Suppose I have a time series which has a frequency of 1 observation every 3 days.
I'd like to have a value for each day, that is increase the time resolution of the time series on specific days. Note: I don't need to do this for all the time series.
How can I do this? At first I thought I could somehow interpolate the time series but since it is not necessarily linear (nor quadratic or polynomial) with time this trick might not work.
Let's consider a time series which is a sum of sinusoidal and cosinusoidal terms as an example. Note that my original time series (which I can't share here) might not be that smooth... Suppose the observations are every 3 days and I'd like to find the value of the time series on the 10th day.
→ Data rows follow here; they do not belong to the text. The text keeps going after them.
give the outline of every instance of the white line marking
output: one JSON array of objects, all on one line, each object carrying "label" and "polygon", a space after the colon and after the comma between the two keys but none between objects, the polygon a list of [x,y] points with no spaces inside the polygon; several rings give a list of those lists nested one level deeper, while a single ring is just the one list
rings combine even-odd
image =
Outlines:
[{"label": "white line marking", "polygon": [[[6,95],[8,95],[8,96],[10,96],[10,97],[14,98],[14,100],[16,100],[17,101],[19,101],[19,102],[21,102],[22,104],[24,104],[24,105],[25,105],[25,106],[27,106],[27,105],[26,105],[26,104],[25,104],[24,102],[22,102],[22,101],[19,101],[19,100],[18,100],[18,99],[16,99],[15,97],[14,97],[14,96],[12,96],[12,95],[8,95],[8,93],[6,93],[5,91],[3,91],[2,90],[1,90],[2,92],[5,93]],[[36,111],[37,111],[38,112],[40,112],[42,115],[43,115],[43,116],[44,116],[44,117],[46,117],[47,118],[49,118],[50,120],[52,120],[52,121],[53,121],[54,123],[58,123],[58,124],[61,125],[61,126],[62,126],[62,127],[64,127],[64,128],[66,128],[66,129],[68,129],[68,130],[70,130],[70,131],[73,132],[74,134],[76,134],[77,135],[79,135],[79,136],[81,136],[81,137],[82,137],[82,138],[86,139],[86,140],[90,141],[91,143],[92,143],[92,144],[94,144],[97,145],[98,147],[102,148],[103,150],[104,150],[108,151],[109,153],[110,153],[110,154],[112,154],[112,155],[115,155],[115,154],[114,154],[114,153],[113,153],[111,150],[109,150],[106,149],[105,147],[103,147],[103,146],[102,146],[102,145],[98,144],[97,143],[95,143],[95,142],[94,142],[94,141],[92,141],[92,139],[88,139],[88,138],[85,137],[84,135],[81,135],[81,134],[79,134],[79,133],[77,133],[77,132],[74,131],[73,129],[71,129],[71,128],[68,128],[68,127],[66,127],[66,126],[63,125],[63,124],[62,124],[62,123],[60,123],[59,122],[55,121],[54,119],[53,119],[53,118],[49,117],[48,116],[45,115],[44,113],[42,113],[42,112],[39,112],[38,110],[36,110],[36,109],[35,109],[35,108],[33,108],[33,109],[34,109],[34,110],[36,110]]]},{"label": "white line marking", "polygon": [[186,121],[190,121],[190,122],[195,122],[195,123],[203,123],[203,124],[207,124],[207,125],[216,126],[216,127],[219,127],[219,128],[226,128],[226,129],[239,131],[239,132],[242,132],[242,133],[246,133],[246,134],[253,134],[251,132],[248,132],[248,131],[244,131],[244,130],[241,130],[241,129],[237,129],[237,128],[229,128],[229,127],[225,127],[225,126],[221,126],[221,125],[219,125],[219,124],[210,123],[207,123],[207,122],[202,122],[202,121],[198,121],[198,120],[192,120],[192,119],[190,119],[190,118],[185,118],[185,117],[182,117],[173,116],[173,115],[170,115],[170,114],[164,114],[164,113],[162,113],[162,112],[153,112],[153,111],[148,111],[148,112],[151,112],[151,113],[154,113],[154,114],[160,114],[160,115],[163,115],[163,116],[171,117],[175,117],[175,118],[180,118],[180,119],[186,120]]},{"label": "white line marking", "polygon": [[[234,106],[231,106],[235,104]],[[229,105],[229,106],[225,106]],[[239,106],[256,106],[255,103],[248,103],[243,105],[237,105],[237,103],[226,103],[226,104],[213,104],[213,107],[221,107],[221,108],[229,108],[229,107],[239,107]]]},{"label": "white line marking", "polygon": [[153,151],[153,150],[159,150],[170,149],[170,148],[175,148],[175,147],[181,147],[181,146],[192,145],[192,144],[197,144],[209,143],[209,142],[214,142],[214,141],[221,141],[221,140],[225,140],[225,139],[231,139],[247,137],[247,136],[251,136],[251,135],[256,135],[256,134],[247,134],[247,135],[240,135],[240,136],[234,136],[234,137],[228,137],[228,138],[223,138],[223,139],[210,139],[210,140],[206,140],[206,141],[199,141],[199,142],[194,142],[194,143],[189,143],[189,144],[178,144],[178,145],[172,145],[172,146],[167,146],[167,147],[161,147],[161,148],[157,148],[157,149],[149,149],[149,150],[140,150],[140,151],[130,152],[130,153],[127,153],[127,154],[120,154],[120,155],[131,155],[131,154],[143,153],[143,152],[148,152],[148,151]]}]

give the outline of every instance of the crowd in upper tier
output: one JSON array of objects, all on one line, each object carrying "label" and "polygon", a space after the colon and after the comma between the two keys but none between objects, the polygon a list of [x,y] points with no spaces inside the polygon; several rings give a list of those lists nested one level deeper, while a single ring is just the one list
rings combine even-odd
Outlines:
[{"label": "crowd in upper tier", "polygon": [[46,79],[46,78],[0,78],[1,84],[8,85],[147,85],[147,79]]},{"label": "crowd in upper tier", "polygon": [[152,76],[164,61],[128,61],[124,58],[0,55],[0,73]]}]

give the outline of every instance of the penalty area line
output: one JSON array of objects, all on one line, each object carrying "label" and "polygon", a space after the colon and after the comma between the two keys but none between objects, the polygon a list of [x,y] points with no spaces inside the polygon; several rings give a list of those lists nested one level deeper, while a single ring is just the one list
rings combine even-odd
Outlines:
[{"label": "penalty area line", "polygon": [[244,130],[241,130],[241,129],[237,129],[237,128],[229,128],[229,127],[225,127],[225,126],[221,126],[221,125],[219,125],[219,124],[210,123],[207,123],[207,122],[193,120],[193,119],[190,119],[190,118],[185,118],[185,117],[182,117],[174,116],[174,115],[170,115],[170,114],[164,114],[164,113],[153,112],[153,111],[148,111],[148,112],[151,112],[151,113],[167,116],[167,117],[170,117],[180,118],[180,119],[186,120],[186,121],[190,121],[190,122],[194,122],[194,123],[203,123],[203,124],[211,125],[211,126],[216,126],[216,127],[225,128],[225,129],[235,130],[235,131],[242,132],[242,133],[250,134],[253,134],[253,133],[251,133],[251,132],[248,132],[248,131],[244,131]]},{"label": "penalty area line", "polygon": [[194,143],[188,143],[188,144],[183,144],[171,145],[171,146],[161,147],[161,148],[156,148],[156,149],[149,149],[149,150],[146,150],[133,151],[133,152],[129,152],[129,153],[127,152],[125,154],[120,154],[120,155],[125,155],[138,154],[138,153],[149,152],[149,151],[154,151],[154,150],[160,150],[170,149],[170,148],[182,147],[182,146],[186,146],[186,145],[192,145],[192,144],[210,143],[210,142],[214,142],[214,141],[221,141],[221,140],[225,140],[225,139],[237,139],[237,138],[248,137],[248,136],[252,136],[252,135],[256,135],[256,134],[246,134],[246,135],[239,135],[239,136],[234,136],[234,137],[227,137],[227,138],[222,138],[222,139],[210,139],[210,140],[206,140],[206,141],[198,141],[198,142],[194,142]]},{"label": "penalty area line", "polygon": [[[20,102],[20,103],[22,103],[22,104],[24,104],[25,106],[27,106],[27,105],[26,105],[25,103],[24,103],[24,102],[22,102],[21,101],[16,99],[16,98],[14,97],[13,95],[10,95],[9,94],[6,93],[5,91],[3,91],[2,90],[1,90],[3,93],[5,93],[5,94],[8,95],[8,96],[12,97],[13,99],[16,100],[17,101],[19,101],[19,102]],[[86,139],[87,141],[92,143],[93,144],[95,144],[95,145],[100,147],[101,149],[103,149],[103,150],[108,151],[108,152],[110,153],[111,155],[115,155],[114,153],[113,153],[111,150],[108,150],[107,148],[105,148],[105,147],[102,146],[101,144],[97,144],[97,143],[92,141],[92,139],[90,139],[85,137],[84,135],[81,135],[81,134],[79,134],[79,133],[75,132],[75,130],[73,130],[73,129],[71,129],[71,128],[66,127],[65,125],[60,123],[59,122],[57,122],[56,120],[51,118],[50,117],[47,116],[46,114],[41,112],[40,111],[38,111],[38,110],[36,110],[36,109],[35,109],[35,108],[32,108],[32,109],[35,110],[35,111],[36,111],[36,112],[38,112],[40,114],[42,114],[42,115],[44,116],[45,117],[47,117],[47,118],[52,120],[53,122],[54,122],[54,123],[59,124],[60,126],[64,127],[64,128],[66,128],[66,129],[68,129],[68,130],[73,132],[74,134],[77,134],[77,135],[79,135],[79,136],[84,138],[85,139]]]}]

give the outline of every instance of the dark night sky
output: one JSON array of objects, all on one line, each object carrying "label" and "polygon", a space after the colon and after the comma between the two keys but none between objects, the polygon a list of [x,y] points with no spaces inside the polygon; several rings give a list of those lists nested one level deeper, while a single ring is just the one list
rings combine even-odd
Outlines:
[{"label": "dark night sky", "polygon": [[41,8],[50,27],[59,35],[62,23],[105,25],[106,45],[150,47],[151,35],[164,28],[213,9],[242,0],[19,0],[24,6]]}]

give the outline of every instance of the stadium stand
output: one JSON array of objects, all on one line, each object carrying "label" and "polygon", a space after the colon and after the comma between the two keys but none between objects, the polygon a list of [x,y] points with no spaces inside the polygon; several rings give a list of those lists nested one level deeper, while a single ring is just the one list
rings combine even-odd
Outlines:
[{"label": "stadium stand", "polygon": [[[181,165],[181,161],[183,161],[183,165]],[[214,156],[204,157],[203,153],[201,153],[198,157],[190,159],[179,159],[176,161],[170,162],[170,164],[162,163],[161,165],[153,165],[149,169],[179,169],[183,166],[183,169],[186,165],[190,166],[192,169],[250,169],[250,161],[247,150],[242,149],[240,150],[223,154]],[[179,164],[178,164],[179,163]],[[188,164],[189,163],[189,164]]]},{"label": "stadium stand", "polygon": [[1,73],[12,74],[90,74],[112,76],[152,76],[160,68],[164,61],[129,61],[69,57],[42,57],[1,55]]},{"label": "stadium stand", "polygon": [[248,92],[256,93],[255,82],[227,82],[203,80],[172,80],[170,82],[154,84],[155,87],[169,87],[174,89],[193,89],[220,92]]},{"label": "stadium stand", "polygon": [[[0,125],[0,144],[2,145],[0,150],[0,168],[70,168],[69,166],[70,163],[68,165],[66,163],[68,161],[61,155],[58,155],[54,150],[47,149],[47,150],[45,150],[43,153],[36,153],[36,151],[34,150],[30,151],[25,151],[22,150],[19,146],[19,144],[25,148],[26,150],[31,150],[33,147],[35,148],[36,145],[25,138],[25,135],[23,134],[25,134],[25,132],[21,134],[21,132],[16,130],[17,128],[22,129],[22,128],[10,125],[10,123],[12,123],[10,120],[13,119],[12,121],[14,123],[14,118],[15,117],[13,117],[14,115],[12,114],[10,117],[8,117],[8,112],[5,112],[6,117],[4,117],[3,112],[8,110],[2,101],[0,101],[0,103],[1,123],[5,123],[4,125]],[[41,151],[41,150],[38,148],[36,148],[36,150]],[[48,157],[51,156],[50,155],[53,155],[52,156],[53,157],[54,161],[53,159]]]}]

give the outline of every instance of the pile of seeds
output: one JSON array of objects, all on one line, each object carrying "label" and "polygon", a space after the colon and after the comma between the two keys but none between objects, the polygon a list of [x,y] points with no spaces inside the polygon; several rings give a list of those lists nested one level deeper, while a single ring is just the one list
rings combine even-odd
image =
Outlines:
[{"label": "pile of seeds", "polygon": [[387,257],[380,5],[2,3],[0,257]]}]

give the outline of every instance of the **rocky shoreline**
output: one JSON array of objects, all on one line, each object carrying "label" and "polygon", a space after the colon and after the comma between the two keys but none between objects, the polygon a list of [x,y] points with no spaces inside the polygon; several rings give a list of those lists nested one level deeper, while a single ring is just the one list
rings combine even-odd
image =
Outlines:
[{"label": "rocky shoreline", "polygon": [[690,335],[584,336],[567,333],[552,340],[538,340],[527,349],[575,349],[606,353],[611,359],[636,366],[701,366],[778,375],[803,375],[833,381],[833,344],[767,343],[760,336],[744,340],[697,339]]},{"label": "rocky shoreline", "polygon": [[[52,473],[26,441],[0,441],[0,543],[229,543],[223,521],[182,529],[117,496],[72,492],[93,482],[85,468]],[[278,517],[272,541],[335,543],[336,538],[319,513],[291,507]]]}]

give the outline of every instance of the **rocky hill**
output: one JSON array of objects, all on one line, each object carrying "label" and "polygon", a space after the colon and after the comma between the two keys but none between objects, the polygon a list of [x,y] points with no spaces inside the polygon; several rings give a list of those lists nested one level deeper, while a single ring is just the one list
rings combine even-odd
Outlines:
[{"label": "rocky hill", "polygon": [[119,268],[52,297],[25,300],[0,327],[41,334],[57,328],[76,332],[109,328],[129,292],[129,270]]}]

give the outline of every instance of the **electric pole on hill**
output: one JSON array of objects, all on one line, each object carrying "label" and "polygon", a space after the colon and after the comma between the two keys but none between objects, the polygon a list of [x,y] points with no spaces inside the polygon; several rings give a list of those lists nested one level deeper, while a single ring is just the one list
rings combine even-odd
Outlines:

t <- 1:30 tsv <- sin(t) + cos(2*t) plot(t, tsv, type="l", ylab = "tsv", xlab="t") points(tsv, pch="o", col="green")
Again, note that t is 3 days. That is, when t=10, it is the 30th day of observation.
The 10th day of observation should be between t=3 and t=4. What statistical method could be used to calculate the value of tsv for the 10th day?
Personally, as a first try I'd use:
- Geometrical "interpolation" by taking the line that intersects the two values of tsv at t=3 and t=4. Very rough approximation that assumes linearity of the time series between 3 and 4 and then calculate the value on the 10th day.
- Linear approximation of tsv by taking the numerical derivative of tsv in t=3 and then calculating $\Delta tsv = f'(t=3) \Delta t$
These methods do not seem very "statistical" based to me but they seem more on the math side of things. What statistical method could (or should I) use?